Plainsight's preferred labeling platform is Encord. The Encord platform provides the fastest way to manage, curate, and annotate AI data.

This document outlines the complete process for creating a new labeling project for image datasets in Encord—from data collection and processing to annotation setup, team handoff, and final delivery to Protege.


Challenges

  • Timely Notification — Ensure labeling team leads get advance notice of projects.
  • Data Curation — Efficiently process and curate data with GCP and Encord.
  • Annotation Consistency — Align annotations with model and filter requirements.
  • Training Alignment — Certify labelers via training projects and QA benchmarks.
  • Cross-Team Coordination — Smooth handoff between data, annotation, and ML teams.

Our Approach

  • Early Notification & Processing — Notify team leads as soon as data lands in GCP.
  • Automated & Manual Handling — Use scripts (e.g., data-connectors) + Encord curation.
  • Structured Setup — Create datasets, ontologies, and workflows with naming conventions.
  • Rigorous Training & Review — Use training sets, guides, and benchmark scoring.
  • Clear Handoff Procedures — Email-based communication and checklist handoffs.

Key Components

  • Data Processing and Import — Use automation + Encord for import and curation.
  • Annotation Project Setup — Ontology creation, dataset linking, and workflow config.
  • Training and Handoff — QA projects, guides, and final ML-ready handoff.

Workflow Steps

1. Notification and Data Processing

  • Notify team leads about the upcoming labeling project.
  • Preprocess data uploaded to GCP as needed.

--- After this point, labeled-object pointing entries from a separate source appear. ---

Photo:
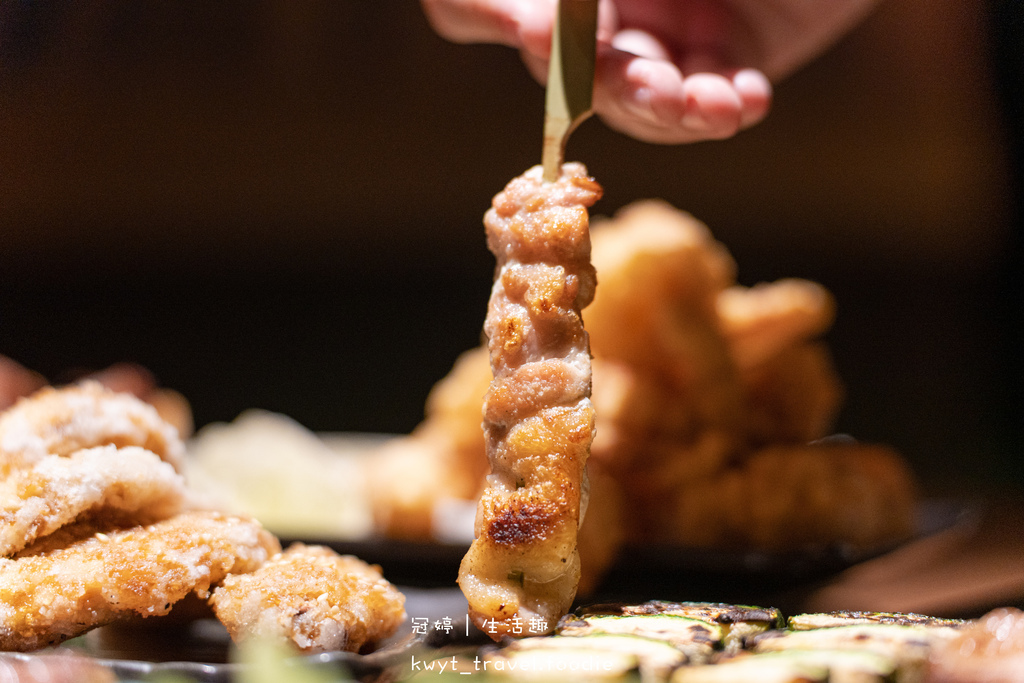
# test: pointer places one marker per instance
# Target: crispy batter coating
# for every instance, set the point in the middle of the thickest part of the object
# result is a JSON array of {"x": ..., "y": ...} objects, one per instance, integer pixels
[
  {"x": 55, "y": 491},
  {"x": 539, "y": 422},
  {"x": 83, "y": 416},
  {"x": 794, "y": 396},
  {"x": 85, "y": 574},
  {"x": 988, "y": 650},
  {"x": 760, "y": 322},
  {"x": 787, "y": 497},
  {"x": 655, "y": 311},
  {"x": 697, "y": 384},
  {"x": 312, "y": 598}
]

2. Data Import and Curation in Encord

  • Files and Folders — Organize in Encord's File module.
  • Import Options — Use the data-connector or bucket integration + manifest script.
  • Curation — Use the Explorer tab to filter and finalize files.

References:


3. Dataset and Annotation Project Creation

  • Naming Convention: [client]-[use-case]-[start-date]
  • Ontology: Ensure alignment with ML and Filter Spec.
  • Annotation Project: Link dataset + ontology + workflow. Add Jira ticket in description.

References:


4. (Optional) Create Training Dataset, Benchmark Project & Guide

Use this step for complex or precision-critical labeling.

Training Dataset:

  • Use Explorer tab + filters + similarity search + embeddings.
  • Select ~2–10 diverse images including outliers.
  • Create dataset(s) from collections.

Benchmark Project:

  • Set up benchmark in Encord.
  • Grades labelers on IoU + classification accuracy.

Labeling Guide:

  • Manually label images to build ground truth.
  • Create guide using those images (image-first, minimal words).
  • Final review/approval by ML engineer.

References:


5. (Optional) Create Training Project

  • Create a labeler training project using the benchmark.
  • Upload labeling guide, assign team admins and managers.

Reference:


6. Labeling Guide Creation

  • Manually label 2–10 images to show standard + edge cases.
  • Keep guides image-first with minimal text.
  • Final approval by ML engineer.

7. Labeling Workforce Handoff

  • Email Notification — Send Brickred team:

    • Project description
    • Exam guide
    • Clear labeling requirements (with examples)
  • Approval & Setup — After confirmation:

    • Add team managers to Training and Annotation Projects.
    • Final review of both projects for correctness.

Benefits and Outcomes

  • Streamlined Process — Reduces ambiguity and delay.
  • High Quality — QA processes yield better annotations.
  • Efficient Handoffs — Early notice + docs = faster team ramp-up.
  • Robust Training Data — Improves downstream model accuracy.

Example

Example Labeling Guide

Here’s a real example of a labeling guide used for identifying mustard on burgers:

Example labeling guide


Next Steps / Recommendations

  • Refine Process — Continue iterating based on new project needs.
  • Gather Feedback — Include all teams in feedback cycles.
  • Update Docs — Keep Label Process Plan, Encord notebooks, and guides up to date.

Conclusion

The Labeling Project Creation workflow offers a structured, repeatable approach for launching new annotation projects. By covering early notifications, data curation, annotation setup, and rigorous training handoff, this process ensures data quality and project efficiency for ML development.